- Encina, Oregon Encina, Oregon
- Coordinates: 44°41′30″N 117°41′29″W﻿ / ﻿44.69167°N 117.69139°W
- Country: United States
- State: Oregon
- County: Baker
- Elevation: 3,963 ft (1,208 m)
- Time zone: UTC-8 (Pacific (PST))
- • Summer (DST): UTC-7 (PDT)
- Area codes: 458 and 541
- GNIS feature ID: 1116654

= Encina, Oregon =

Unincorporated community in the state of Oregon, United States

Encina is an unincorporated community in Baker County, Oregon, United States.
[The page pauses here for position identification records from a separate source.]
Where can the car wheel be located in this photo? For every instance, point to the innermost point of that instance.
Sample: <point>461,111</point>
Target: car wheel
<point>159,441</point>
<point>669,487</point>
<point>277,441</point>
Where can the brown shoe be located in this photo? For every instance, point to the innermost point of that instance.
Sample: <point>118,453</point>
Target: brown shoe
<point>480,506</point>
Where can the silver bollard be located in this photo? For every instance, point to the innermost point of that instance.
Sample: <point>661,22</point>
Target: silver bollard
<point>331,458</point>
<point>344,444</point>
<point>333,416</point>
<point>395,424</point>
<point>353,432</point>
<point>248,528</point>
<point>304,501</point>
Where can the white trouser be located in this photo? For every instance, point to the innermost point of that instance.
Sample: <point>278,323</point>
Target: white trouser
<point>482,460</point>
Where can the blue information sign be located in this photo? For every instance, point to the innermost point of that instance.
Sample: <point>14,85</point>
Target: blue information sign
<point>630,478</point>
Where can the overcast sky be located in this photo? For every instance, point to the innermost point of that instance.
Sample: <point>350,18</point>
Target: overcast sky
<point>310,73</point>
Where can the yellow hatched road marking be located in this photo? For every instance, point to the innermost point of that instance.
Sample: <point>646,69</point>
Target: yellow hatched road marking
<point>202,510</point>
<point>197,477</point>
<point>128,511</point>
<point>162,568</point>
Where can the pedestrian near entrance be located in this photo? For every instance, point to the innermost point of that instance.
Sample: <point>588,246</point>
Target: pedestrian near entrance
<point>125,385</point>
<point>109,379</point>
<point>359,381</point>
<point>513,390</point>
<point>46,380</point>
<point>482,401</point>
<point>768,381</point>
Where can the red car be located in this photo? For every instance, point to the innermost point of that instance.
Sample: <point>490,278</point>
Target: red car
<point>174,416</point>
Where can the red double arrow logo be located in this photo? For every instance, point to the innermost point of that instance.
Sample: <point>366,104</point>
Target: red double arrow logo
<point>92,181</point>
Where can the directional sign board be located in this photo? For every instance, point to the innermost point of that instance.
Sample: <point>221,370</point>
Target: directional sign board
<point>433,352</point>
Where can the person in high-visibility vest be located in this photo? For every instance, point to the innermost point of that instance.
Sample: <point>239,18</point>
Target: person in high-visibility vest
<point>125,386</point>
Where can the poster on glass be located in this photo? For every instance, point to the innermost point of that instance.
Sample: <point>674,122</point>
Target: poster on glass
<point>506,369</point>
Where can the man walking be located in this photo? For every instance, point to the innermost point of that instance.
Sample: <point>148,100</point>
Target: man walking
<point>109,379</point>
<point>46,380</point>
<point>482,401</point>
Encina is about 10 mi southeast of Baker City near exit 313 of U.S. Route 30/Interstate 84.

Encina is Spanish for "evergreen oak". The railroad siding of the Union Pacific Railroad mainline at this locale was named "Oak Cut" at the time of its construction, but the name was "cumbersome" so it was renamed by railroad agent J. C. Mayo, who had lived in Mexico. Encina is the place of Johnson Spring. Named for the first owner of what is now Alder Grove Ranch that sits on Alder Creek with water rights from 1883. The Johnson's are buried in Pleasant Valley Cemetery on Dry Creek Cutoff between Alder Creek Road and Dry Creek Road.

==Railway history==
Encina is the summit of the Huntington Subdivision mainline. The tracks that go through Encina were originally owned by the Oregon Railway & Navigation Company that built the railroad from 1882 to 1884.